So long back, I was working on a game that added 1 point to the user's score for every correct answer and deducted 0.1 points for a wrong one. The game starts with 1 point in your balance and then the score gets calculated based on your choices. Prima facie it worked fine (kind of) but then something caught me by dismay. I started the game (score = 1) and submitted three wrong answers back to back. What do you expect? A score of 1 - 0.1 - 0.1 - 0.1 = 0.7 ? Got you! Try that right away in your browser's console. It works alright you say? I bet you did 1 - 0.3, that indeed shall give you 0.7 but when you do it incrementally like I did, you shall see that
✔️ 1 - 0.1 = 0.9
✔️ 0.9 - 0.1 = 0.8
❌ 0.8 - 0.1 = 0.7000000000000001
Confused? Check out this codepen
Do we all understand that our computers store all and any kind of information in binary? Assuming you said 'YES', how is a decimal number (which we input) converted into binary before it gets stored? Do you know that after the number is converted into binary, to get stored in the register (memory), the binary should be first arranged in some appropriate format? "Binary Floating Point Representation" is the term we use for those formats. Call it FPR for simplicity.

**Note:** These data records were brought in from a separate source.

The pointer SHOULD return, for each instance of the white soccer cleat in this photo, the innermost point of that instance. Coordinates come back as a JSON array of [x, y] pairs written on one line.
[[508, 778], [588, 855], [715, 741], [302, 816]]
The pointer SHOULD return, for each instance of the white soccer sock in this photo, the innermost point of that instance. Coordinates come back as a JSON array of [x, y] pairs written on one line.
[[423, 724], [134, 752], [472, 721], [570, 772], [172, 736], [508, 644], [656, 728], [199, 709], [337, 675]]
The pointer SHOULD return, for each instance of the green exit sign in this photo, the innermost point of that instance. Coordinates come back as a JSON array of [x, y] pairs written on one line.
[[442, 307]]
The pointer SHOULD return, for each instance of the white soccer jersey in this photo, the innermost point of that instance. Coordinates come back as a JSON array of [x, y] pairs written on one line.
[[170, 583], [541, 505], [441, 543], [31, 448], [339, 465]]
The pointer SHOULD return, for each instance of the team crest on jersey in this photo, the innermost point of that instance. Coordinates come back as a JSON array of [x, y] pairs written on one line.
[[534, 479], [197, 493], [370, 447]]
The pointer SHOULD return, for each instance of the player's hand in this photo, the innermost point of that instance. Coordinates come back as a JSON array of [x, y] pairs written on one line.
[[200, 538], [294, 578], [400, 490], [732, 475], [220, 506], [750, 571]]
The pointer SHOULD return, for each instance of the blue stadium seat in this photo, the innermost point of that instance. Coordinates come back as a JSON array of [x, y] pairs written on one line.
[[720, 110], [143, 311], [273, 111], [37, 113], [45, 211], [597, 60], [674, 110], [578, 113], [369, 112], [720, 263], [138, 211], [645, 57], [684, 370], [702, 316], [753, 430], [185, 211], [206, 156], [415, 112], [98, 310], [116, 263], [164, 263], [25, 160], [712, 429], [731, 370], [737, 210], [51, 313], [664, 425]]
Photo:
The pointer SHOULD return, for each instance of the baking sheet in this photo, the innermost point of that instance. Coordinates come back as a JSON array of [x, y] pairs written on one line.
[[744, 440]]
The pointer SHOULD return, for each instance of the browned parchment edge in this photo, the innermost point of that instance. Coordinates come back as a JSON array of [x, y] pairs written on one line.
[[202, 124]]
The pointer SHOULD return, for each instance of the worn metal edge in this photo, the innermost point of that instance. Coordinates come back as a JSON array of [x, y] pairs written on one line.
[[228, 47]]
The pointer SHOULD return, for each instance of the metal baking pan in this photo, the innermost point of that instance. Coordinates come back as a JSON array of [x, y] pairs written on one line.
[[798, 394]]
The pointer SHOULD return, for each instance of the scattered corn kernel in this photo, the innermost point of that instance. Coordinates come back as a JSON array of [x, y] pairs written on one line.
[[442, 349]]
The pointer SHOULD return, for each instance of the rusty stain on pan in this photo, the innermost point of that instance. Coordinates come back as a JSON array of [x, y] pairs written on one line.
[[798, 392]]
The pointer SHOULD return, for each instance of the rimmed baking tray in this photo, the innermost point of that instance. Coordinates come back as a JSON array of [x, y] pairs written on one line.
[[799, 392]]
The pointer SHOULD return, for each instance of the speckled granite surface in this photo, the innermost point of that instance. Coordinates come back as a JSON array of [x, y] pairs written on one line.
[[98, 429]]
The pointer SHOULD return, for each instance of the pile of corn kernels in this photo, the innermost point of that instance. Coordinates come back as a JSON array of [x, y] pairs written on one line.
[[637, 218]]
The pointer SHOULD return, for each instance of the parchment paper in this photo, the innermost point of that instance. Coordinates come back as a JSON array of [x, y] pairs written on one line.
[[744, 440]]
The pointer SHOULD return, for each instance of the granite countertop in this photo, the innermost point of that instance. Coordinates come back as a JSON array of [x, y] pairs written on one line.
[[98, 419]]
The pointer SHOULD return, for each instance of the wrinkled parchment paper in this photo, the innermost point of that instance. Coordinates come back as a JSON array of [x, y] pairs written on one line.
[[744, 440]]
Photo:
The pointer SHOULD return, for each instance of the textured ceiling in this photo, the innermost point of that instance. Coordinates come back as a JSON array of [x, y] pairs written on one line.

Floating Point Representation
Half Precision Format
- available memory for a given number = 16 bits
- least precise & least wasteful
Single Precision Format
- available memory for a given number = 32 bits
- float data-type in Java
Double Precision Format
- available memory for a given number = 64 bits
- double data-type in Java
- most accurate representation of bigger numbers
Taking you back to school? No, please take a quick look (1.5x speed) at this video if you're not sure what did I just say. Now that you know we have limited space in the memory to store the binary representation, what if the binary of some number you input doesn't fit in 64 bits? Well, we round it up and make it fit in 64 bits somehow and hence we introduce the famous Rounding Error. This rounding error is the characteristic feature of floating-point computation and obviously when you input some number X, it may or may not stay exactly X after binary round off.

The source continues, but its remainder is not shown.